Where China does have leverage, and where it does not

Intellectual honesty requires marking the layers where Beijing actually has the upper hand. China refines approximately 85 percent of the world’s processed rare earth elements and produces roughly 60 percent of the raw supply. It dominates the manufacturing of solar panels, electric vehicle batteries, and the long tail of physical components that everything downstream depends on. It has demonstrated — through DeepSeek, Kimi, GLM, and MiniMax — that frontier-competitive AI models can be built on constrained hardware, which is uncomfortable news for anyone betting that export controls alone will preserve American AI primacy. It leads in patents, in academic publications, and increasingly in physical and embodied AI, the segment where manufacturing depth converges with model capability into something genuinely new.

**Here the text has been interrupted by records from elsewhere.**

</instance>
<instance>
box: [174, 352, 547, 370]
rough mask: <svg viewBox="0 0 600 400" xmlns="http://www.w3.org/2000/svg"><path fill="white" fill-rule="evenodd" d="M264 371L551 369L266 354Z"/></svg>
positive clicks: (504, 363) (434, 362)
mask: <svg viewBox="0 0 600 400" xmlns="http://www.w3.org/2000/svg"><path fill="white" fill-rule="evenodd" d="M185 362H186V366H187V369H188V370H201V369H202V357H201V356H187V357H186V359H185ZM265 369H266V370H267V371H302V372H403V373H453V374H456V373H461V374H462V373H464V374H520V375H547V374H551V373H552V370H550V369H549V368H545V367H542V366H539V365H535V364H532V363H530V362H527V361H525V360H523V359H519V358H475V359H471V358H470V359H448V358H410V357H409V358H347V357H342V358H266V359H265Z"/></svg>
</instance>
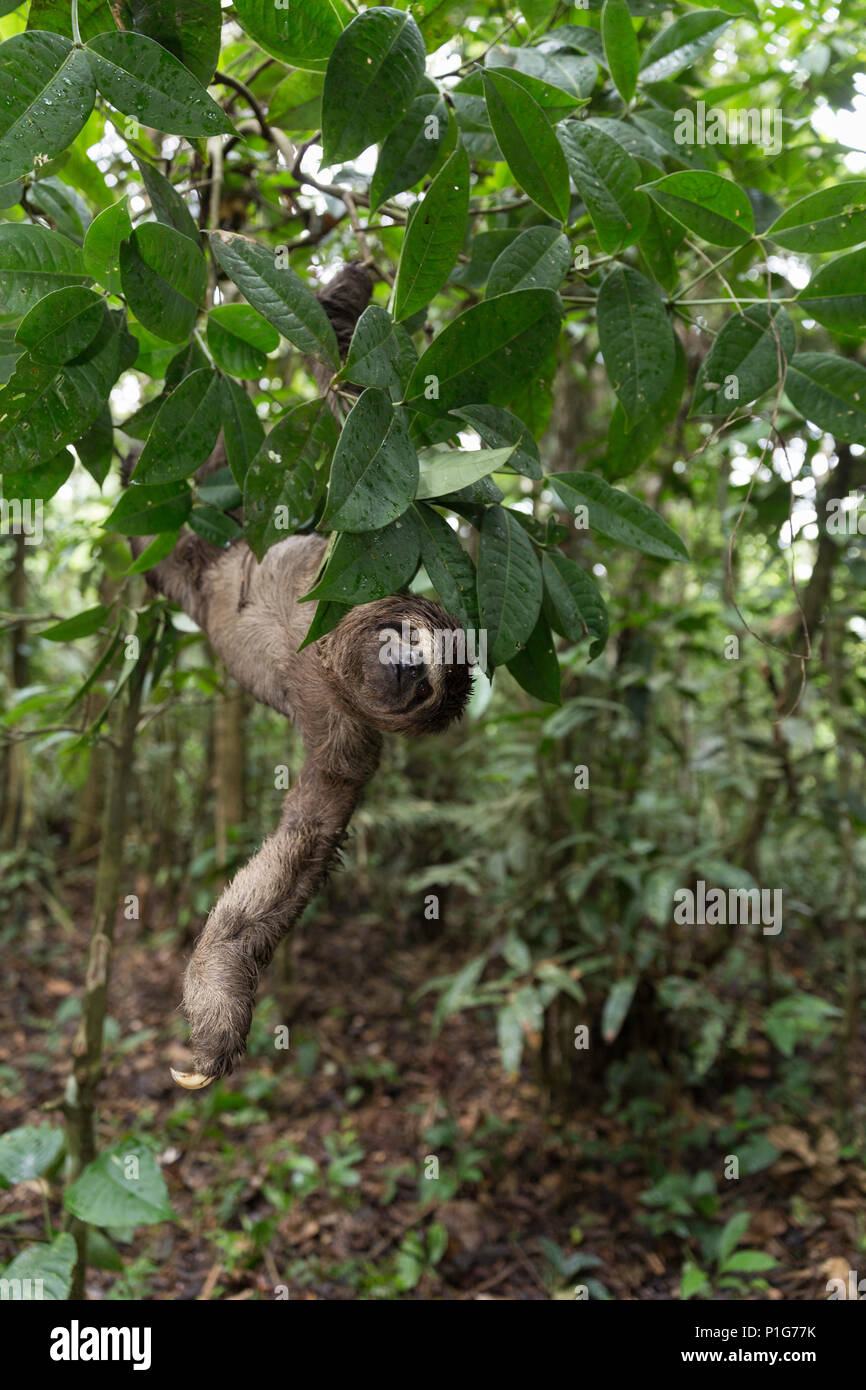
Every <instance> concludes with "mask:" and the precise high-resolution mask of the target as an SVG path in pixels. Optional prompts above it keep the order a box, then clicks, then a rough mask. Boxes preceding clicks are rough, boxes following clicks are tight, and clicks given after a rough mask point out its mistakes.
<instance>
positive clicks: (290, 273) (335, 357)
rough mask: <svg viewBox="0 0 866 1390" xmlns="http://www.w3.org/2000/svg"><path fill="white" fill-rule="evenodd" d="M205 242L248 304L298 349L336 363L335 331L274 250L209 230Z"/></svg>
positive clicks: (323, 359) (321, 309)
mask: <svg viewBox="0 0 866 1390" xmlns="http://www.w3.org/2000/svg"><path fill="white" fill-rule="evenodd" d="M210 246H211V250H213V253H214V256H215V257H217V260H218V261H220V265H221V267H222V270H224V271H225V274H227V275H228V277H229V279H234V282H235V285H236V286H238V289H239V291H240V293H242V295H243V296H245V299H246V300H247V303H250V304H252V306H253V309H257V310H259V313H260V314H263V316H264V317H265V318H267V321H268V324H272V325H274V328H277V329H278V331H279V332H281V334H282V336H284V338H288V339H289V342H291V343H293V345H295V347H299V349H300V352H306V353H309V354H310V356H311V357H321V359H322V361H325V363H328V366H331V367H339V349H338V346H336V335H335V332H334V328H332V327H331V321H329V318H328V316H327V314H325V311H324V309H322V307H321V304H320V303H318V300H317V297H316V295H314V293H313V291H311V289H310V288H309V286H307V285H304V282H303V281H302V278H300V277H299V275H296V274H295V271H293V270H291V267H289V265H285V267H282V268H278V267H277V252H274V250H272V249H271V247H270V246H263V245H261V243H260V242H253V240H250V238H249V236H238V235H235V234H234V232H211V234H210Z"/></svg>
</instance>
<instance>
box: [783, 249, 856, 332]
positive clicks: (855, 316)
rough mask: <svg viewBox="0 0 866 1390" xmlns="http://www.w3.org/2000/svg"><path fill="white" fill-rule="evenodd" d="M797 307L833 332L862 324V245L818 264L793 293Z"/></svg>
mask: <svg viewBox="0 0 866 1390" xmlns="http://www.w3.org/2000/svg"><path fill="white" fill-rule="evenodd" d="M796 303H798V304H799V307H801V309H802V310H803V311H805V313H806V314H809V317H810V318H817V321H819V324H823V325H824V327H826V328H831V329H833V331H834V332H837V334H858V335H859V336H862V334H859V332H858V331H859V329H860V328H865V327H866V247H860V250H859V252H851V254H849V256H840V257H838V260H834V261H830V264H828V265H822V267H820V270H819V271H816V274H815V275H813V277H812V279H810V281H809V284H808V285H806V288H805V289H801V292H799V295H798V296H796Z"/></svg>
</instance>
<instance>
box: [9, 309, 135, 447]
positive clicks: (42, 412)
mask: <svg viewBox="0 0 866 1390" xmlns="http://www.w3.org/2000/svg"><path fill="white" fill-rule="evenodd" d="M135 352H136V343H135V339H133V338H131V336H129V334H128V332H126V331H125V329H124V327H122V316H121V314H120V313H115V311H111V313H108V311H106V313H104V317H103V325H101V328H100V331H99V334H97V335H96V338H95V339H93V342H92V343H90V345H89V346H88V347H86V349H85V352H83V353H81V354H79V356H78V357H76V359H75V360H74V361H70V363H65V364H63V366H60V367H56V366H51V364H49V363H39V361H35V359H33V357H31V354H29V353H25V354H24V357H21V359H19V361H18V364H17V367H15V371H14V374H13V377H11V379H10V382H8V385H7V386H4V389H3V391H0V471H3V473H6V471H10V473H15V471H18V470H19V468H25V467H31V466H32V464H33V463H36V461H39V460H44V459H51V457H53V456H54V455H56V453H57V452H58V449H63V446H64V445H67V443H72V442H74V441H75V439H79V438H81V436H82V434H83V432H85V431H86V430H89V428H90V425H92V424H93V421H95V420H96V418H97V416H100V414H101V411H103V410H104V406H106V402H107V399H108V392H110V391H111V386H113V385H114V382H115V381H117V378H118V377H120V374H121V373H122V371H125V368H126V367H129V366H131V364H132V363H133V361H135Z"/></svg>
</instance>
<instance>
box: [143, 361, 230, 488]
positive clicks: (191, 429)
mask: <svg viewBox="0 0 866 1390" xmlns="http://www.w3.org/2000/svg"><path fill="white" fill-rule="evenodd" d="M221 396H222V386H221V382H220V377H218V375H217V373H215V371H213V368H210V367H202V368H200V370H199V371H193V373H190V375H189V377H185V378H183V381H182V382H181V384H179V386H175V389H174V391H172V392H171V395H170V396H167V399H165V403H164V404H163V406H161V409H160V413H158V416H157V417H156V420H154V421H153V425H152V427H150V434H149V435H147V443H146V445H145V448H143V450H142V455H140V457H139V461H138V463H136V466H135V473H133V478H135V481H136V482H138V484H146V485H147V486H154V485H156V484H158V482H178V481H179V480H181V478H188V477H189V475H190V474H192V473H195V471H196V468H197V467H199V464H202V463H204V460H206V459H207V457H209V456H210V455H211V453H213V449H214V445H215V442H217V435H218V434H220V423H221V420H220V406H221Z"/></svg>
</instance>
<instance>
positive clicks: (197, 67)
mask: <svg viewBox="0 0 866 1390" xmlns="http://www.w3.org/2000/svg"><path fill="white" fill-rule="evenodd" d="M114 7H115V10H117V11H118V19H120V24H121V26H122V28H124V29H135V31H136V33H146V35H147V38H149V39H156V42H157V43H161V44H163V47H164V49H168V51H170V53H174V56H175V58H178V61H179V63H182V64H183V67H185V68H189V71H190V72H192V74H193V76H196V78H197V79H199V82H203V83H204V85H207V83H209V82H210V79H211V78H213V75H214V68H215V67H217V63H218V61H220V40H221V36H222V14H221V11H220V6H218V4H214V0H181V3H179V4H178V0H115V6H114ZM235 8H236V7H235ZM178 231H179V228H178Z"/></svg>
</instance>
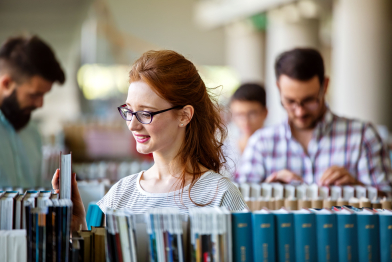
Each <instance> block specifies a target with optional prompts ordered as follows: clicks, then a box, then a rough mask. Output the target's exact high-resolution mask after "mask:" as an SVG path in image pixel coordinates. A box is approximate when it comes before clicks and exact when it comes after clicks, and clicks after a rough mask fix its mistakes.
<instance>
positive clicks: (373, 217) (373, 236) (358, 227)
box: [355, 208, 380, 262]
mask: <svg viewBox="0 0 392 262" xmlns="http://www.w3.org/2000/svg"><path fill="white" fill-rule="evenodd" d="M355 214H356V217H357V225H358V261H359V262H370V261H380V231H379V230H380V227H379V216H377V215H375V214H376V213H375V212H374V211H373V210H371V209H367V208H364V209H362V210H359V211H355Z"/></svg>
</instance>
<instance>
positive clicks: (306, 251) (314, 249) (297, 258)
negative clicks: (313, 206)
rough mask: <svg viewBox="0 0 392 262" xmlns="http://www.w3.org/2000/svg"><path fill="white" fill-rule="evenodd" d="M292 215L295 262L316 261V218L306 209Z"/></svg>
mask: <svg viewBox="0 0 392 262" xmlns="http://www.w3.org/2000/svg"><path fill="white" fill-rule="evenodd" d="M292 213H293V214H294V241H295V258H296V261H306V262H310V261H317V237H316V217H315V214H313V213H312V212H311V211H309V210H308V209H301V210H298V211H292Z"/></svg>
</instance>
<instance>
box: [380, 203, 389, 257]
mask: <svg viewBox="0 0 392 262" xmlns="http://www.w3.org/2000/svg"><path fill="white" fill-rule="evenodd" d="M377 214H378V215H379V220H380V250H381V253H380V261H381V262H387V261H388V262H390V261H391V260H392V211H391V210H386V209H384V210H379V211H378V212H377Z"/></svg>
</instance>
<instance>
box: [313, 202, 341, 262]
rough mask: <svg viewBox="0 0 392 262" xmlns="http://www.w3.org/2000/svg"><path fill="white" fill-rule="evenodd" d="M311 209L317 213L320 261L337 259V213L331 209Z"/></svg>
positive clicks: (318, 259)
mask: <svg viewBox="0 0 392 262" xmlns="http://www.w3.org/2000/svg"><path fill="white" fill-rule="evenodd" d="M311 210H312V212H314V213H315V214H316V225H317V226H316V232H317V252H318V255H317V256H318V261H319V262H327V261H328V262H332V261H337V260H338V256H337V254H338V247H337V230H336V215H335V214H334V213H333V212H332V211H331V210H329V209H321V210H316V209H311Z"/></svg>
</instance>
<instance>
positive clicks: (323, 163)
mask: <svg viewBox="0 0 392 262" xmlns="http://www.w3.org/2000/svg"><path fill="white" fill-rule="evenodd" d="M275 74H276V79H277V86H278V88H279V91H280V97H281V103H282V105H283V107H284V108H285V110H286V112H287V115H288V118H287V120H286V121H284V122H283V123H282V124H279V125H277V126H273V127H268V128H263V129H260V130H258V131H256V133H255V134H254V135H253V136H252V137H251V138H250V140H249V142H248V145H247V147H246V149H245V151H244V154H243V158H242V161H241V165H240V167H239V170H238V173H237V174H236V180H237V181H238V182H262V181H265V182H283V183H297V182H305V183H307V184H311V183H318V184H319V185H323V186H330V185H358V184H359V185H372V186H375V187H377V188H378V189H379V190H381V191H384V192H389V191H390V189H391V187H390V183H389V181H390V180H391V179H390V178H391V163H390V159H389V155H388V152H387V150H386V147H385V146H384V145H383V143H382V141H381V138H380V136H379V135H378V133H377V131H376V129H375V127H374V126H373V125H372V124H370V123H365V122H360V121H357V120H352V119H346V118H343V117H340V116H337V115H335V114H333V113H332V112H331V110H330V109H329V107H328V105H327V104H326V102H325V94H326V92H327V89H328V82H329V79H328V78H327V77H325V75H324V63H323V59H322V57H321V55H320V53H319V52H318V51H316V50H314V49H300V48H297V49H294V50H291V51H287V52H284V53H283V54H281V55H280V56H279V57H278V59H277V60H276V64H275ZM364 106H365V105H364Z"/></svg>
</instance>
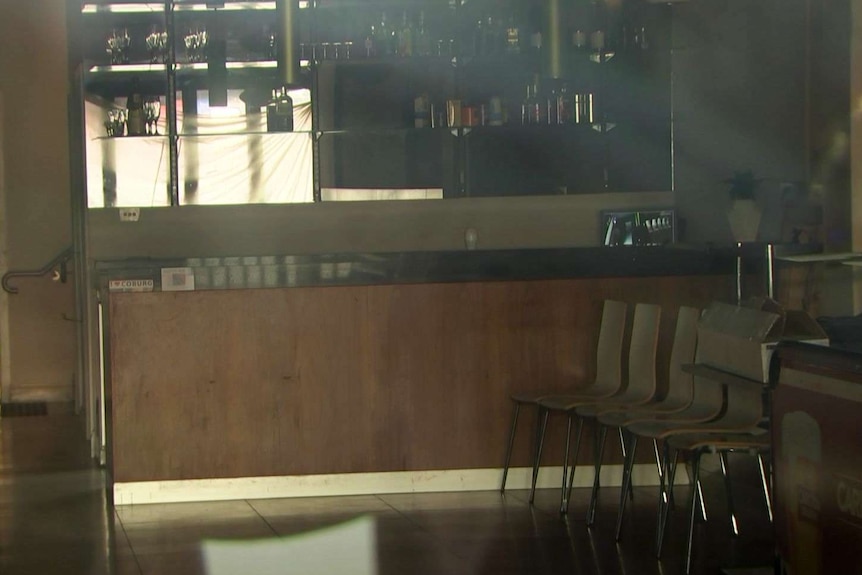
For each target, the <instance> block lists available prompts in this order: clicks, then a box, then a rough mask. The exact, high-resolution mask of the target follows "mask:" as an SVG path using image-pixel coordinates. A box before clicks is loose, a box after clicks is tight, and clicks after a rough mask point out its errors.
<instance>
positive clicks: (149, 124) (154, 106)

These are real advantages and they should not be dismissed. But they are inputs, not brands. They are leverage points in a negotiation, not the kind of enduring premium-equity franchises that compound across generations and project commercial power into the lived experience of hundreds of millions of consumers across dozens of countries. The American CEOs in Beijing represent the latter. Their absence on the Chinese side is the single most important structural fact of the U.S.–China contest, and the Beijing visit displayed it for the world to read.

The implications for allies — and the G2 temptation

The most consequential thing the President did in Beijing was not transactional. It was rhetorical. By openly invoking the language of a “G2” — a condominium of two superpowers managing the world together — Trump put Brussels, Tokyo, Seoul, Taipei, and New Delhi on notice. Europe, already squeezed between American chip export controls and new Chinese laws penalizing firms that comply with them, now confronts the possibility that the United States is willing to deal with Beijing over its head. Japan, whose Prime Minister was reportedly chided by Trump for taking a hard line on Taiwan, sees a darker version of the same problem. India, courted for two decades as the democratic counterweight to Beijing, is now reading a White House that appears comfortable with a transactional duopoly. ASEAN watches, hedges, and accelerates its supply-chain diversification.

The G2 temptation is real and is precisely the reason American allies will, over the next several years, harden their own technological sovereignty, diversify their critical-materials supply chains, and quietly reduce their exposure to the assumption that Washington will always lead the free-world bloc against Beijing. That is the most important second-order consequence of this trip, and almost no one in the day-after coverage flagged it.

The verdict

Brand America landed in Beijing on May 13, 2026, and the world watched something it has watched before and will watch again: the durable, compounding, multi-generational power of a private commercial system that operates outside government direction. Trade deals will come and go. The 200 Boeing jets will be ordered, the H200 chips will be licensed, the tariff truce will be extended, and the September follow-up in Washington will produce another round of communiqué language about constructive, strategic, stable relations. None of it will alter the fundamental geometry on display this week.

The American advantage is not that it can outproduce China at any single industrial input. It cannot. The American advantage is that it has built — over a century, and continuously rebuilds decade by decade — the only commercial system in history capable of fielding thirty premium global brands behind a single President on a single airplane, and of replacing each of those brands when they fall with new ones that did not exist a generation earlier. The Beijing system is many things, but it is not, and almost certainly cannot become, that.

The race for super-intelligence will not be decided by raw compute or by patent counts or by any one country’s industrial coordination. It will be decided by which civilization can sustain the conditions under which extraordinary individuals can keep doing extraordinary commercial things across decades, across borders, and across regimes. On May 13, 2026, those conditions walked behind the President of the United States onto a red carpet in Beijing.

The rest of the world should take careful notes.